Re: [PATCHv11 05/19] x86/relocate_kernel: Use named labels for less confusion

From: Andrew Cooper
Date: Wed May 29 2024 - 08:33:48 EST


On 29/05/2024 12:28 pm, Borislav Petkov wrote:
> On Wed, May 29, 2024 at 02:17:29PM +0300, Kirill A. Shutemov wrote:
>>> That jmp 1f becomes redundant now as it simply jumps 1 line below.
>>>
>> Nothing changed wrt this jump. It dates back to initial kexec
>> implementation.
>>
>> See 5234f5eb04ab ("[PATCH] kexec: x86_64 kexec implementation").
>>
>> But I don't see functional need in it.
>>
>> Anyway, it is outside of the scope of the patch.
> Yap, Kirill did what Nikolay should've done - git archeology.
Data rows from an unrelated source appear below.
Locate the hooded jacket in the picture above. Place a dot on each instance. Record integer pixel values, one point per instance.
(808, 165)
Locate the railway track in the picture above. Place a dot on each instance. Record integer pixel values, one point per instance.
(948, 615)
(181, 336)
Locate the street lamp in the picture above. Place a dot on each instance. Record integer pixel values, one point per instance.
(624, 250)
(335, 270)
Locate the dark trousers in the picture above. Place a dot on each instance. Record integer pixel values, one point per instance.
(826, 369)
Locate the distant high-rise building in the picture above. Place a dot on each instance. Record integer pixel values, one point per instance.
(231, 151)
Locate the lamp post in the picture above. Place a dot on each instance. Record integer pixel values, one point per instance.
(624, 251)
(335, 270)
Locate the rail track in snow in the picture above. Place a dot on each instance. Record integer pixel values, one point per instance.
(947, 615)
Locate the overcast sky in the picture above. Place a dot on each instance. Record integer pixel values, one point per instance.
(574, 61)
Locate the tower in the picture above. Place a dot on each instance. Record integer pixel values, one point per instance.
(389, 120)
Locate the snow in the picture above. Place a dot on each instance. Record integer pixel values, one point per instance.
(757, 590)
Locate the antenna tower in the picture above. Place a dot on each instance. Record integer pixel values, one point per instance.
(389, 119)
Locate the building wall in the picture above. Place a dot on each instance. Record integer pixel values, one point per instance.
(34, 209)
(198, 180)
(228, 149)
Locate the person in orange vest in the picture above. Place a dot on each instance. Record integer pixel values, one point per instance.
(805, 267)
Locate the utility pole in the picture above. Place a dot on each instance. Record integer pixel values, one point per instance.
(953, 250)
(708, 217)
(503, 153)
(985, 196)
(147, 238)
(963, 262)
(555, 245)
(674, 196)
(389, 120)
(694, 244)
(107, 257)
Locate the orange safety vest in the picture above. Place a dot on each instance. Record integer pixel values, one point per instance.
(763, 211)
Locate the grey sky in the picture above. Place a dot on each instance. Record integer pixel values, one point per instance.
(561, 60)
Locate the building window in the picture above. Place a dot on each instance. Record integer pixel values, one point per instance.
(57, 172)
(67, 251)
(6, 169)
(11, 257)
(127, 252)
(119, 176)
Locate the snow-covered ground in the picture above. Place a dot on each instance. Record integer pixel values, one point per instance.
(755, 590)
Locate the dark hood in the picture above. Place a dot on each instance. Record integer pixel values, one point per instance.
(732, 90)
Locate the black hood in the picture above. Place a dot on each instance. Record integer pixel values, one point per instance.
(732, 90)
Please
> don't forget to do that next time.
>
> And back in the day they didn't comment non-obvious things because
> commenting is for losers. :-\
>
> So that unconditional forward jump either flushes branch prediction on
> some old uarch or something else weird, uarch-special.
>
> I doubt we can remove it just like that.
>
> Lemme add Andy - he should know.

Seems I've gained a reputation...

jmp 1f dates back to ye olde 8086, which started the whole trend of the
instruction pointer just being a figment of the ISA's imagination[1].
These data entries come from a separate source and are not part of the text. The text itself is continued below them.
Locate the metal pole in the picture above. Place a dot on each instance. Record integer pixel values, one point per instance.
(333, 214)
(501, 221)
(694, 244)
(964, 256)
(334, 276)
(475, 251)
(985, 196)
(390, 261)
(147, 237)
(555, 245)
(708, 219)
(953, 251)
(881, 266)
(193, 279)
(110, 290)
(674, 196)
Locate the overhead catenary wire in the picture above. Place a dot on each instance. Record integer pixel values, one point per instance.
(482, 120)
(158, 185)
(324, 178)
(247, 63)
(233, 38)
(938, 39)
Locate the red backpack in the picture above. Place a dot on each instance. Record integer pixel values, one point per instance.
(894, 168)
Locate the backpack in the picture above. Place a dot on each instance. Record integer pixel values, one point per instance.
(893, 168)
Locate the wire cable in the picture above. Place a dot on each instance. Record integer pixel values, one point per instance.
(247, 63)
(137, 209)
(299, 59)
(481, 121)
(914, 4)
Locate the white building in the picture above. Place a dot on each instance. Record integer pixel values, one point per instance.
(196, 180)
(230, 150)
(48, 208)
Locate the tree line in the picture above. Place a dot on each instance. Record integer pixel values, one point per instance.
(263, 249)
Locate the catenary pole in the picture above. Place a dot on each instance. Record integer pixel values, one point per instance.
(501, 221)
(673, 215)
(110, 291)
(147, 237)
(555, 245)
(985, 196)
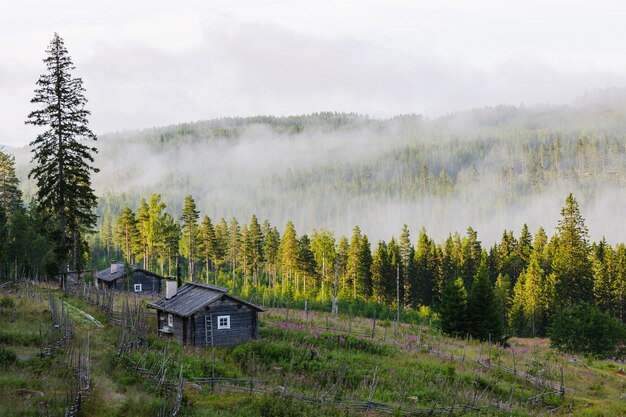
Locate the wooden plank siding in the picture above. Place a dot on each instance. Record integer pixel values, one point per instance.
(149, 284)
(243, 324)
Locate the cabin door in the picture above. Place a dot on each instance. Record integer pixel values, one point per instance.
(208, 330)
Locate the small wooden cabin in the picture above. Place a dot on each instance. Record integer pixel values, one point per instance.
(206, 315)
(138, 280)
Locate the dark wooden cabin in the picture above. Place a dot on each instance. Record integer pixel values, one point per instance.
(138, 280)
(206, 315)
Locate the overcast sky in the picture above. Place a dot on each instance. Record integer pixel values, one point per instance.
(152, 63)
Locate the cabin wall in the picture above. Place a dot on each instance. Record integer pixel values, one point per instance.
(149, 284)
(243, 324)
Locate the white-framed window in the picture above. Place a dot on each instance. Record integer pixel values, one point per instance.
(223, 322)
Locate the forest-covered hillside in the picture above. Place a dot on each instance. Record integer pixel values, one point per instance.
(493, 168)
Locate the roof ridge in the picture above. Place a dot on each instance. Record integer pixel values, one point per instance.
(208, 286)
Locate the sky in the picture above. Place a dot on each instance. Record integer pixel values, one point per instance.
(149, 63)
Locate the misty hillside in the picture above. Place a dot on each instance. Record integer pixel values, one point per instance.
(494, 168)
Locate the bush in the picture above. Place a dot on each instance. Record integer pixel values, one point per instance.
(7, 302)
(584, 328)
(7, 357)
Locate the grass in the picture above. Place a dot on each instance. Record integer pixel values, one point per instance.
(314, 355)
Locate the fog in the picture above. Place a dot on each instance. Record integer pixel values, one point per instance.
(308, 177)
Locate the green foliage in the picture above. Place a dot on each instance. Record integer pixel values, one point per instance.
(453, 310)
(7, 357)
(584, 328)
(63, 162)
(12, 337)
(485, 321)
(7, 302)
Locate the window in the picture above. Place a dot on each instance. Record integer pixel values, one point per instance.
(223, 322)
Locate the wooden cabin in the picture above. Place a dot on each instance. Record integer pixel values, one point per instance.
(205, 316)
(137, 280)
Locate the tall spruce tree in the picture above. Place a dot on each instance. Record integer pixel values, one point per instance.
(189, 238)
(10, 194)
(453, 309)
(571, 264)
(63, 162)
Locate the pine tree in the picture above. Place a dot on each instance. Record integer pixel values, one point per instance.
(407, 253)
(380, 270)
(306, 264)
(571, 264)
(172, 232)
(453, 311)
(364, 269)
(255, 237)
(485, 321)
(126, 233)
(234, 246)
(189, 233)
(323, 247)
(143, 224)
(209, 244)
(502, 292)
(63, 162)
(353, 264)
(532, 299)
(288, 250)
(10, 194)
(270, 249)
(425, 265)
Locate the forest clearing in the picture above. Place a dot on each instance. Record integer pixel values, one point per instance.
(314, 362)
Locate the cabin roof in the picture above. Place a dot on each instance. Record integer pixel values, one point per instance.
(120, 272)
(193, 296)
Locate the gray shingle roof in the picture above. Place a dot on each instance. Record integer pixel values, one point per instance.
(192, 297)
(120, 272)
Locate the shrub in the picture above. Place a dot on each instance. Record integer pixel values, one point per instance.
(584, 328)
(7, 302)
(7, 357)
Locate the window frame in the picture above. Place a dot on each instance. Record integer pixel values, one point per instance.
(225, 326)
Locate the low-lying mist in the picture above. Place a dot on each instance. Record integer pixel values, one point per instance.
(490, 169)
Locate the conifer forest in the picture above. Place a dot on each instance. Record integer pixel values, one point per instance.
(471, 263)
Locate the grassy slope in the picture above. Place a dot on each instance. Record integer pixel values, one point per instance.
(295, 355)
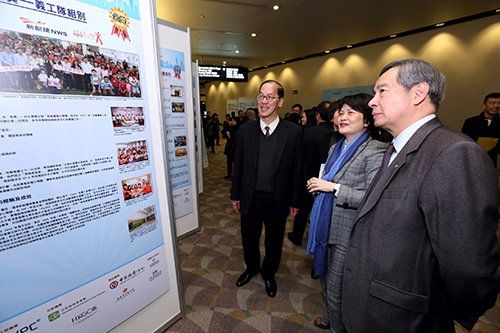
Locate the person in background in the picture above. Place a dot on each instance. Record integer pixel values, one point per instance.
(308, 118)
(250, 115)
(350, 168)
(333, 112)
(422, 252)
(295, 114)
(486, 125)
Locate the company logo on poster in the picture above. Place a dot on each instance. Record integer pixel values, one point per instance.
(39, 26)
(84, 315)
(125, 293)
(156, 273)
(54, 316)
(52, 9)
(120, 22)
(25, 328)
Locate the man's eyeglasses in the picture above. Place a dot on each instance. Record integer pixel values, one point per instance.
(261, 97)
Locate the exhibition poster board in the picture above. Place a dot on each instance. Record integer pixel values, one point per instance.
(232, 106)
(85, 237)
(246, 102)
(177, 98)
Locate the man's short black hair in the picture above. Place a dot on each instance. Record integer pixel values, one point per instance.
(281, 90)
(491, 95)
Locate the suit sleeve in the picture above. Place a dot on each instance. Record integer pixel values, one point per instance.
(460, 213)
(238, 166)
(367, 169)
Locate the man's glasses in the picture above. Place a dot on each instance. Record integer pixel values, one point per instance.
(261, 97)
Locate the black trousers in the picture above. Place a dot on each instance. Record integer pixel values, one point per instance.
(263, 212)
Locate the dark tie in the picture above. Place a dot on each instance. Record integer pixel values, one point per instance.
(385, 163)
(387, 156)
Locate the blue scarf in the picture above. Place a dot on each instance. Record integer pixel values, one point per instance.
(321, 213)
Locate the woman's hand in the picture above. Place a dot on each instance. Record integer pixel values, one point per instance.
(319, 185)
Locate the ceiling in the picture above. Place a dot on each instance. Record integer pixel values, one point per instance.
(300, 27)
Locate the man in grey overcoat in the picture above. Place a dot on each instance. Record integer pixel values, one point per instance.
(423, 251)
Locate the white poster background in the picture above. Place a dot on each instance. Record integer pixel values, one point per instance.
(62, 149)
(174, 40)
(199, 141)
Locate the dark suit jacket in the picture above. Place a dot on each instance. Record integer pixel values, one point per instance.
(423, 248)
(316, 143)
(286, 163)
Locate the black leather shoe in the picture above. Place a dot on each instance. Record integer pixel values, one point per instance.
(292, 239)
(320, 323)
(271, 287)
(244, 278)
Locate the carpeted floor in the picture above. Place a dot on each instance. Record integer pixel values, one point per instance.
(212, 259)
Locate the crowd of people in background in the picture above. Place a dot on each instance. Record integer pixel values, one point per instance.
(30, 63)
(347, 145)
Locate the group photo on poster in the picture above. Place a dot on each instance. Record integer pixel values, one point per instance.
(36, 64)
(84, 214)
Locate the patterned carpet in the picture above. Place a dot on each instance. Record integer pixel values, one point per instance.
(212, 260)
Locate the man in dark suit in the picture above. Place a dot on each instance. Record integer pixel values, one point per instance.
(316, 143)
(423, 249)
(266, 183)
(486, 125)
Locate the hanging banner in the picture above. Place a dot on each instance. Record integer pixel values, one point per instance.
(81, 241)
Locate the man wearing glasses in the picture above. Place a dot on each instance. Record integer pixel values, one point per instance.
(266, 184)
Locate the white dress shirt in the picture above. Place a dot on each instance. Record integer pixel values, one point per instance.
(272, 126)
Hardware maintains the pointer to the next byte to fetch (the prefetch
queue was up to 6 bytes), and there was a micro-op to subtract the
current length of the prefetch queue from the accumulator.

In those days, the prefetch queue was not coherent with main memory, and
jumps (being a discontinuity in the instruction stream) simply flushed
the prefetch queue.

This was necessary after modifying executable code, because otherwise
you could end up executing stale bytes from the prefetch queue and then
non-stale bytes thereafter.  (Otherwise known as the way to distinguish
the 8086 from the 8088 because the latter only had a 4 byte prefetch queue.)

Anyway.  It's how you used to spell "serialising operation" before that
term ever entered the architecture.  Linux still supports CPUs prior to
the Pentium, so still needs to care about prefetch queues in the 486.

However, this example appears to be in 64bit code and following a write
to CR4 which will be fully serialising, so it's probably copy&paste from
32bit code where it would be necessary in principle.

~Andrew

[1]
https://www.righto.com/2023/01/inside-8086-processors-instruction.html#fn:pc

In fact, anyone who hasn't should read the entire series on the 8086,
https://www.righto.com/p/index.html